Çocuk işçiliğinin ortadan kaldırılmasında temel yükümlülüğün devlette olduğunu, devletin öncelikle çocukların temel sağlık, eğitim, gelişim ve barınma gereksinimlerini karşılamak zorunda olduğunu belirten Koman, “Çocukların muaf olmadığı esnek, kuralsız ve güvencesiz çalışma koşulları bir an evvel düzenlenmelidir” dedi.

ULUSLARARASI HUKUK

Ayrıca, devletin çocuk işçiliği konusunda her alanda denetim yükümlülüğünü yerine getirmesi gerektiğinin de altını çizen Koman, şu ifadeleri kullandı:

“Türkiye’nin taraf olduğu uluslararası sözleşmelere uymalı, sözleşmelerin uygulanması için gerekli düzenlemeleri yapmalı ve denetimleri sağlamalıdır.  Özellikle çocuk işçiliğini önlemeye ilişkin ILO’nun 138 No’lu ‘Asgari Yaş Sözleşmesi’ ve 182 No’lu ‘En Kötü Biçimlerdeki Çocuk İşçiliğinin Yasaklanması ve Ortadan Kaldırılmasına İlişkin Acil Eylem Sözleşmesi’ hükümlerine uyulmalıdır.”

ILO RAPORU

Öte yandan Uluslararası Çalışma Örgütü (ILO) 2017 yılı raporuna göre, dünya genelinde 5-17 yaş aralığında 152 milyon çocuk işçi bulunuyor. Bu çocukların 73 milyonu tehlikeli işlerde çalışıyor.

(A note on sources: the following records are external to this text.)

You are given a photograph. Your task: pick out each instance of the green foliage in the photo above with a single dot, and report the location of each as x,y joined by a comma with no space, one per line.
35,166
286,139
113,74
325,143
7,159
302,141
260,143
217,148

Bu verilere göre dünyada her 10 çocuktan biri işçi. Bu çocukların 64 milyonu kız, 88 milyonu oğlan çocuklardan oluşuyor.

Çocuk işçilerin yüzde 70,9’u tarım, yüzde 17,2’si hizmet sektöründe çalışırken, yüzde 11,9’u da sanayi sektöründe çalışıyor.

En fazla çocuk işçi Afrika’da bulunuyor. Çocuk işçilerin 72,1 milyonunu barındıran Afrika’da 31,5 milyon çocuk tehlikeli işlerde çalışıyor.

Afrika’dan sonra en fazla çocuk işçinin bulunduğu bölge olan Asya Pasifik’te 62 milyon çocuk işçi bulunuyor. Bu da Afrika ile Asya ve Pasifik bölgesinin birlikte, dünyadaki her 10 çocuk işçiden 9’una ev sahipliği yaptığı anlamına geliyor.

Kuzey ve Güney Amerika’da toplam 11 milyon çocuk işçi bulunurken Avrupa ve Orta Asya’da ise 6 milyon çocuk çalışma hayatında yer alıyor.